One day last week, Dad whispered “help”. He needed help to zip his sweater. These days, we know why he asks for help.
It has been almost one year since he received a formal medical diagnosis of dementia. There are days his fine motor skills seem absent, and other days they work as well as they always did.
One day in 2019, Dad asked me to help him buckle the seatbelt. I teased him a little, said these new cars hide the contraption down inside the seat, and leaned over and buckled it for him. When he asked me again each time we got into the car that week-end, I wondered if he had arthritis.
One day in 2020, Dad softly said “help me” when he was cooking dinner for me and my mom. The meal was one he had made many times, but he seemed unsure of himself. I wondered if he was tired after our long day of activities.
One day in 2021, Dad took me to his bank and introduced me to his bank manager. He then sat me down at his desk at home and walked me through a folder of legal documents. He didn’t ask me to do anything, but said “one day you may need to help”.
One day in 2022, Dad asked mom to help put together the forms and receipts for their taxes. He had done the taxes alone for their 60 years of marriage. We wondered if he was having trouble seeing the small print.
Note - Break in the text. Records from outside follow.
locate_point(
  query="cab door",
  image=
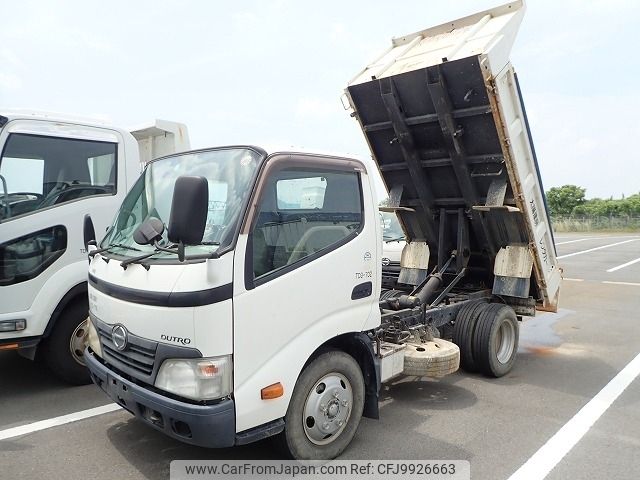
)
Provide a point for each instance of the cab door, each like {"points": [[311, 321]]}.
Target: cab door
{"points": [[305, 271], [52, 175]]}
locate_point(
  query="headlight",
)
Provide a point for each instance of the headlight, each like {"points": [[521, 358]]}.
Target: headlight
{"points": [[92, 339], [196, 378]]}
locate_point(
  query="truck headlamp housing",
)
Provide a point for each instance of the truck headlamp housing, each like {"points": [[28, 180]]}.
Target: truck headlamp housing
{"points": [[13, 325], [196, 378]]}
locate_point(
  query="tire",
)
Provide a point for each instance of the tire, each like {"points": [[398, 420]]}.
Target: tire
{"points": [[495, 342], [463, 331], [67, 334], [306, 423], [436, 358]]}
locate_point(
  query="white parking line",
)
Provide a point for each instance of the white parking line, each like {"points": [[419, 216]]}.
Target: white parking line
{"points": [[57, 421], [623, 265], [623, 283], [550, 454], [574, 241], [597, 248]]}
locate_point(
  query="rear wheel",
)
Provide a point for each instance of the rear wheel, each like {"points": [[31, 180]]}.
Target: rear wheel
{"points": [[463, 331], [495, 341], [63, 350], [325, 408]]}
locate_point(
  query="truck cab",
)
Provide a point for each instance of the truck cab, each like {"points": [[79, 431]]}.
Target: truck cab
{"points": [[61, 181], [209, 347]]}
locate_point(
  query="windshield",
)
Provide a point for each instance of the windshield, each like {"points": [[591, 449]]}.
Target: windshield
{"points": [[391, 229], [229, 173]]}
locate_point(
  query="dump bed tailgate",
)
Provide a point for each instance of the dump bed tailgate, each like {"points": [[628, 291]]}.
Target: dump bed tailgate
{"points": [[442, 113]]}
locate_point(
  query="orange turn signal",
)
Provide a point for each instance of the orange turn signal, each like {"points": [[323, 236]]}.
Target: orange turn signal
{"points": [[272, 391]]}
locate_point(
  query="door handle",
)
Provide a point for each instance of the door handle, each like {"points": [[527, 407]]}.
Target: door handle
{"points": [[362, 291]]}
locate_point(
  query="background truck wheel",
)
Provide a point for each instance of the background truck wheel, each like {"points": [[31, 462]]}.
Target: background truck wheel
{"points": [[63, 350], [463, 330], [325, 408], [495, 342], [436, 358]]}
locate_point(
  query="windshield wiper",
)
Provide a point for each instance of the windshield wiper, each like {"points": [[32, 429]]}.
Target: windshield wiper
{"points": [[114, 245], [394, 239]]}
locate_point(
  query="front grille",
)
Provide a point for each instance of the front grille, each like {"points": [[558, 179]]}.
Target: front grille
{"points": [[139, 355]]}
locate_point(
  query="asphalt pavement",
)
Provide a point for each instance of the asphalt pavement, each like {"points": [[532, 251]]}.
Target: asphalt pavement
{"points": [[498, 425]]}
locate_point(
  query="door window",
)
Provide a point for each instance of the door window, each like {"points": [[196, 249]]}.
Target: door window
{"points": [[26, 257], [304, 214], [38, 172]]}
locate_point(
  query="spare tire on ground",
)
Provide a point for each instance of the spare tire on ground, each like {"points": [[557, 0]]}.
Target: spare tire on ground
{"points": [[435, 358]]}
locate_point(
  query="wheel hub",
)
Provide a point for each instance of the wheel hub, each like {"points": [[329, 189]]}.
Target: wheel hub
{"points": [[327, 408]]}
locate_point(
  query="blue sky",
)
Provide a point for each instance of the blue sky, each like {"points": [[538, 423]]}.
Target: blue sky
{"points": [[272, 72]]}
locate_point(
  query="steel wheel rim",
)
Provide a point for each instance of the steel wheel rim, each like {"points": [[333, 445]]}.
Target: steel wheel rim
{"points": [[77, 342], [505, 342], [327, 408]]}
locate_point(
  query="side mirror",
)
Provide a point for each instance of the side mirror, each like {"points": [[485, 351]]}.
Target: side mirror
{"points": [[88, 231], [189, 210], [149, 232]]}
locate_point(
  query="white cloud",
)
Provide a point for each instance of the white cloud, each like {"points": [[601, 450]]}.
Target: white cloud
{"points": [[587, 140], [10, 81], [317, 107]]}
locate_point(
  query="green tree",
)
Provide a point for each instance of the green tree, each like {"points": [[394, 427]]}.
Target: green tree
{"points": [[563, 200]]}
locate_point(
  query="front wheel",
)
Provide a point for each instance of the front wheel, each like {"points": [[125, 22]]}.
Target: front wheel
{"points": [[325, 408], [63, 350]]}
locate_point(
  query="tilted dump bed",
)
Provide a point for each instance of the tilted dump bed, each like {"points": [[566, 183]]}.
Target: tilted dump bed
{"points": [[442, 113]]}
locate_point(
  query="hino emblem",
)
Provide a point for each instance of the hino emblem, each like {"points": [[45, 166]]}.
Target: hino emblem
{"points": [[120, 337]]}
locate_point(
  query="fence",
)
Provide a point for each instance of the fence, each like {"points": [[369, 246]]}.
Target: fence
{"points": [[592, 223]]}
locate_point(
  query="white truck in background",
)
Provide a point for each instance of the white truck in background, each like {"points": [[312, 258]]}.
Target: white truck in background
{"points": [[62, 179], [253, 307]]}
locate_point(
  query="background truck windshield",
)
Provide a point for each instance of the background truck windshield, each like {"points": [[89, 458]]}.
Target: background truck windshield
{"points": [[229, 173]]}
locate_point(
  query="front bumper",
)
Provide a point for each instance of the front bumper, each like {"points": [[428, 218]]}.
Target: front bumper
{"points": [[212, 426]]}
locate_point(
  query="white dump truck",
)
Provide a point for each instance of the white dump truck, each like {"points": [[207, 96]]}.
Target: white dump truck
{"points": [[237, 295], [62, 179]]}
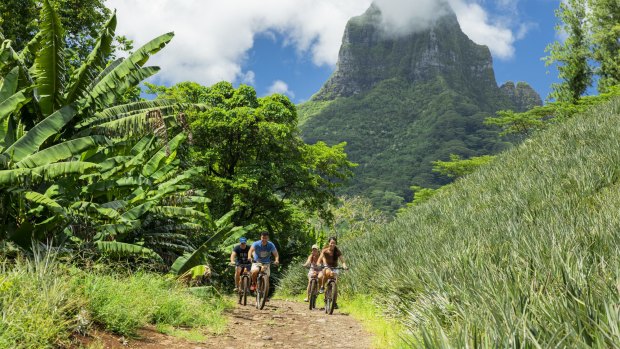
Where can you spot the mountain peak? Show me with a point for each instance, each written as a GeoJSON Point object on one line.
{"type": "Point", "coordinates": [372, 52]}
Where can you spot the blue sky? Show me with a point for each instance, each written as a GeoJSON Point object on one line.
{"type": "Point", "coordinates": [291, 46]}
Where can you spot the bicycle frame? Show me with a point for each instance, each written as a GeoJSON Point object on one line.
{"type": "Point", "coordinates": [261, 286]}
{"type": "Point", "coordinates": [331, 292]}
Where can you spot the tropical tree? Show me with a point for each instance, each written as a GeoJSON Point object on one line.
{"type": "Point", "coordinates": [605, 25]}
{"type": "Point", "coordinates": [573, 54]}
{"type": "Point", "coordinates": [78, 164]}
{"type": "Point", "coordinates": [257, 164]}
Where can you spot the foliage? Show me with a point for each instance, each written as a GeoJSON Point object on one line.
{"type": "Point", "coordinates": [45, 302]}
{"type": "Point", "coordinates": [457, 167]}
{"type": "Point", "coordinates": [257, 164]}
{"type": "Point", "coordinates": [397, 129]}
{"type": "Point", "coordinates": [525, 251]}
{"type": "Point", "coordinates": [591, 46]}
{"type": "Point", "coordinates": [573, 53]}
{"type": "Point", "coordinates": [81, 166]}
{"type": "Point", "coordinates": [123, 304]}
{"type": "Point", "coordinates": [605, 22]}
{"type": "Point", "coordinates": [525, 124]}
{"type": "Point", "coordinates": [82, 20]}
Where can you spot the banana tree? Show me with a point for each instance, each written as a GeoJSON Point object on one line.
{"type": "Point", "coordinates": [78, 162]}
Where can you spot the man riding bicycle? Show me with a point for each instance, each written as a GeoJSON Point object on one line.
{"type": "Point", "coordinates": [240, 258]}
{"type": "Point", "coordinates": [329, 258]}
{"type": "Point", "coordinates": [313, 263]}
{"type": "Point", "coordinates": [261, 252]}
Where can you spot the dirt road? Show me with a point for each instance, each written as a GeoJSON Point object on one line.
{"type": "Point", "coordinates": [280, 325]}
{"type": "Point", "coordinates": [285, 324]}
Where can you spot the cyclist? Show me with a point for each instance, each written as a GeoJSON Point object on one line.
{"type": "Point", "coordinates": [312, 262]}
{"type": "Point", "coordinates": [329, 258]}
{"type": "Point", "coordinates": [261, 252]}
{"type": "Point", "coordinates": [238, 257]}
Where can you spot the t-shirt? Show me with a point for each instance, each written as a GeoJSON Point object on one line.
{"type": "Point", "coordinates": [263, 253]}
{"type": "Point", "coordinates": [242, 254]}
{"type": "Point", "coordinates": [331, 258]}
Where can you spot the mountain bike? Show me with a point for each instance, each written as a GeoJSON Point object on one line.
{"type": "Point", "coordinates": [331, 292]}
{"type": "Point", "coordinates": [244, 283]}
{"type": "Point", "coordinates": [262, 286]}
{"type": "Point", "coordinates": [314, 287]}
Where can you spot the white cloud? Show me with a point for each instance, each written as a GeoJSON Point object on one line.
{"type": "Point", "coordinates": [212, 37]}
{"type": "Point", "coordinates": [280, 86]}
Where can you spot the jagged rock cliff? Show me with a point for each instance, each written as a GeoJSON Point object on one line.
{"type": "Point", "coordinates": [522, 96]}
{"type": "Point", "coordinates": [403, 101]}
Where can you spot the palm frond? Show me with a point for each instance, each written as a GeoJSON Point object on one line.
{"type": "Point", "coordinates": [50, 61]}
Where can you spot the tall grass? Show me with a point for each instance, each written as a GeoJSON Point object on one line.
{"type": "Point", "coordinates": [523, 253]}
{"type": "Point", "coordinates": [44, 302]}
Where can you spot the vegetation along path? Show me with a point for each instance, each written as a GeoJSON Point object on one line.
{"type": "Point", "coordinates": [281, 324]}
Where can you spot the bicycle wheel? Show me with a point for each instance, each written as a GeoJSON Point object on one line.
{"type": "Point", "coordinates": [334, 296]}
{"type": "Point", "coordinates": [245, 289]}
{"type": "Point", "coordinates": [264, 292]}
{"type": "Point", "coordinates": [328, 297]}
{"type": "Point", "coordinates": [259, 288]}
{"type": "Point", "coordinates": [312, 298]}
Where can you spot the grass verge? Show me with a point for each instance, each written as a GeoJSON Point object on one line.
{"type": "Point", "coordinates": [44, 302]}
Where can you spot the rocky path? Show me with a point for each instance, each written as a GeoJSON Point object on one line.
{"type": "Point", "coordinates": [281, 324]}
{"type": "Point", "coordinates": [286, 324]}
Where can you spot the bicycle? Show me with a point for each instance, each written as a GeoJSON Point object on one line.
{"type": "Point", "coordinates": [244, 283]}
{"type": "Point", "coordinates": [262, 286]}
{"type": "Point", "coordinates": [331, 292]}
{"type": "Point", "coordinates": [314, 287]}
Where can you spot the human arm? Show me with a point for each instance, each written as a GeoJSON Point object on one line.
{"type": "Point", "coordinates": [233, 257]}
{"type": "Point", "coordinates": [308, 261]}
{"type": "Point", "coordinates": [277, 256]}
{"type": "Point", "coordinates": [341, 259]}
{"type": "Point", "coordinates": [251, 253]}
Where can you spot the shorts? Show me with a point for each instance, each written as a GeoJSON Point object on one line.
{"type": "Point", "coordinates": [312, 270]}
{"type": "Point", "coordinates": [245, 267]}
{"type": "Point", "coordinates": [335, 271]}
{"type": "Point", "coordinates": [255, 267]}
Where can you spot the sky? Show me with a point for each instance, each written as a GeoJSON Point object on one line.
{"type": "Point", "coordinates": [291, 46]}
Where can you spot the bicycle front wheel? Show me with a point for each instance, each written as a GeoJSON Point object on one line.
{"type": "Point", "coordinates": [328, 298]}
{"type": "Point", "coordinates": [312, 295]}
{"type": "Point", "coordinates": [334, 296]}
{"type": "Point", "coordinates": [245, 289]}
{"type": "Point", "coordinates": [263, 292]}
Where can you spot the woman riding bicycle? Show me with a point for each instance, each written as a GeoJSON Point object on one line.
{"type": "Point", "coordinates": [315, 268]}
{"type": "Point", "coordinates": [329, 258]}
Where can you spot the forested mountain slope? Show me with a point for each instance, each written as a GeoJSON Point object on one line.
{"type": "Point", "coordinates": [525, 252]}
{"type": "Point", "coordinates": [402, 101]}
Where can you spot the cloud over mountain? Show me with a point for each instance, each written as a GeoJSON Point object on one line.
{"type": "Point", "coordinates": [213, 37]}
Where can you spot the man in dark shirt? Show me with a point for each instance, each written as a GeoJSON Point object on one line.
{"type": "Point", "coordinates": [329, 259]}
{"type": "Point", "coordinates": [239, 257]}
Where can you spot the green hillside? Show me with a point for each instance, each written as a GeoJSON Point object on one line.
{"type": "Point", "coordinates": [522, 253]}
{"type": "Point", "coordinates": [403, 101]}
{"type": "Point", "coordinates": [397, 129]}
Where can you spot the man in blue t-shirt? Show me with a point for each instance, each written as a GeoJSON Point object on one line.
{"type": "Point", "coordinates": [240, 258]}
{"type": "Point", "coordinates": [261, 252]}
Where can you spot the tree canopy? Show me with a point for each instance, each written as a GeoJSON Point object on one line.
{"type": "Point", "coordinates": [257, 164]}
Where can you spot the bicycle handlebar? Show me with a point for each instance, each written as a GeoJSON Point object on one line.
{"type": "Point", "coordinates": [323, 266]}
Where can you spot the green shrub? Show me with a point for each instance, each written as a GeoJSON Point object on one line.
{"type": "Point", "coordinates": [38, 308]}
{"type": "Point", "coordinates": [525, 253]}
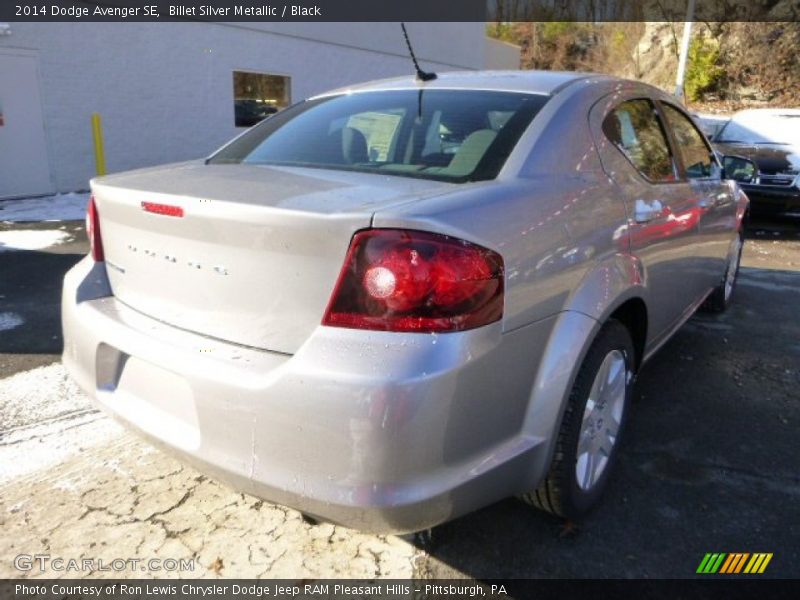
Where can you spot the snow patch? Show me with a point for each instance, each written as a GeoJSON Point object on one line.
{"type": "Point", "coordinates": [31, 239]}
{"type": "Point", "coordinates": [10, 321]}
{"type": "Point", "coordinates": [61, 207]}
{"type": "Point", "coordinates": [45, 419]}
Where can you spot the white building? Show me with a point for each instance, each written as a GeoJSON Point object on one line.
{"type": "Point", "coordinates": [167, 91]}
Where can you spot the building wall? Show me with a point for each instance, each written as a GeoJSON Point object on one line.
{"type": "Point", "coordinates": [165, 91]}
{"type": "Point", "coordinates": [501, 55]}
There were many smaller moments of asking for help. If all these moments happened at once, we might have suspected cognitive issues. Then again, we might not. It’s easy to misunderstand the signs of dementia. And the patient is often very good at explaining away each situation at the time it occurs.
Dad was always strong. Dad was the one to help me. Hearing his soft little voice say “help” is heartbreaking. I know he doesn’t want to ask for help. I’m happy he is able to ask, and accept the help he needs.
After I zipped his sweater, he said “just like that” and smiled at me. I said “yep, just like that”.